Ambassador Michael Oren's recent op-ed in the Wall Street Journal is timely - and appropriate. Israel is less popular among young Americans than ever before. And it will only grow more unpopular as more facts about the occupation make their way into the American mainstream.
It is hard to know what Shalom Eisner -- an Israeli army officer -- was thinking when he brutalized a Danish bike protester several weeks ago. Probably his thoughts tracked what he was doing -- which is to say they weren't anything out of the ordinary. The Israeli officer was acting normally, on a normal day, in the normalized context of Israeli occupation. The only exceptional thing about the episode was the reaction it elicited.
The Israeli leadership quickly condemned the episode and the officer - who served in good standing until then - received a formal rebuke and was dismissed.
Why did a relatively minor incident provoke a big reaction from the authorities in Tel Aviv and why did the Israeli commentariat pile on in the way they did? Without minimizing the five victims' pain, injury and trauma, the image of a Dahlesque figure atavistically wielding an M-16 was a little comical, after all.
So what happened?
It was only three-and-a-half years ago that the Israeli army killed 1,400 Palestinians in Gaza - almost a third of whom were children. At the time the Israeli public barely reacted. The country's media covered the massacre in a way that either reflected or enabled a 94% approval rating for what was happening - within sight - in the name of the whole nation.
It wasn't until Judge Richard Goldstone recommended that Israel and Hamas both investigate potential war crimes (14 Israelis were killed; four of them by friendly fire) that some people began to worry. But just a little. And not enough to prevent the killing of 9 unarmed Turkish human rights activists in international waters.
The "elite" Israeli commandos commandeered the flotilla and returned home. They were saluted and lionized in the press - but only in Israel. Elsewhere, Zionists struggled to explain the Israeli line to skeptical publics. Justifying an invasion in international waters proved impossible. The til-then-unnoticed, unrecognized, or unacknowledged deterioration in Israel's legitimacy suddenly accelerated. And not just in Europe.
Today, the conversation about Zionism in America is dramatically different from what it was only a few years ago. Few credible people are willing to insist that the Palestinians and Israelis engage in "negotiations." The fiction that underpinned the call for a "peace process" - that the two parties are mutual antagonists to a symmetrical dispute - has been unraveled.

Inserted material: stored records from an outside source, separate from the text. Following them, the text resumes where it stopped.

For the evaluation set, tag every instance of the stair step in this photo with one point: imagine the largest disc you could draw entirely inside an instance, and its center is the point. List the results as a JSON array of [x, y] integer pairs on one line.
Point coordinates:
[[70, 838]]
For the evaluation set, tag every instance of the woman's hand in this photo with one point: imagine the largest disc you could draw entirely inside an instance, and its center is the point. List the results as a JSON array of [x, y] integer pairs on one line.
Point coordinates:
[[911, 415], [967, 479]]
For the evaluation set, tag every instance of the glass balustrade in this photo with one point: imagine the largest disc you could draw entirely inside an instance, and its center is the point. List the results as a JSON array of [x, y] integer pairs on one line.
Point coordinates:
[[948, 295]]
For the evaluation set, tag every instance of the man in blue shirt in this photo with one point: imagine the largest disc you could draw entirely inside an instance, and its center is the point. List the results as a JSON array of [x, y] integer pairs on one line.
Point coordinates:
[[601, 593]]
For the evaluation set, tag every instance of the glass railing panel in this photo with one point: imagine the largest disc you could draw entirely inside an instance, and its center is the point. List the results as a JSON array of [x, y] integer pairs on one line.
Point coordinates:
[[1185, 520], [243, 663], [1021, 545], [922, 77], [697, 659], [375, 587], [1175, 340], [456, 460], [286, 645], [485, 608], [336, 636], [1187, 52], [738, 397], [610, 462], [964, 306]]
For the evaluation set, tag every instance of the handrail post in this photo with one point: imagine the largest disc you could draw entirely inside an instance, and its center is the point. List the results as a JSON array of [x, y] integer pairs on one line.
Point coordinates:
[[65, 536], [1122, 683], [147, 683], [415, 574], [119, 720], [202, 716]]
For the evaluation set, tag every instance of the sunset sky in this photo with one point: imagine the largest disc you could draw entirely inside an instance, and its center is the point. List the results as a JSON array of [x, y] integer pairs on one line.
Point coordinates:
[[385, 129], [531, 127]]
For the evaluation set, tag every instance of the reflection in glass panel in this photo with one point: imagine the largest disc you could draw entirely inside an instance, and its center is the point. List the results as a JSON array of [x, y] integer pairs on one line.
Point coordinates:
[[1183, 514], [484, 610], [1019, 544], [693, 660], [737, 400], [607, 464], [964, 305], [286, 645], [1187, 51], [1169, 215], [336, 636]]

Israel occupies the Palestinians. It seizes their property and locks them away. It builds Jewish-only roads and frets about the the number of non-Jewish babies being born. Americans are beginning to know these things and they want to learn more. Television programs like 60 Minutes are helping to spread the news.
The old peace process bureaucrats - people like Dennis Ross - are approaching irrelevance in 2012. The credibility they once enjoyed is gone. It was undermined by an objective reality which is increasingly being conveyed by intrepid bloggers and news reports.
Who can deny that the Oslo process was engineered to facilitate the preservation of Jewish privilege? Who can deny that Jewish privilege has meant rapacious self-indulgence and apartheid? And who can deny that Zionism - the rickety scaffolding upon which the entire project teeters - is approaching its rational conclusion?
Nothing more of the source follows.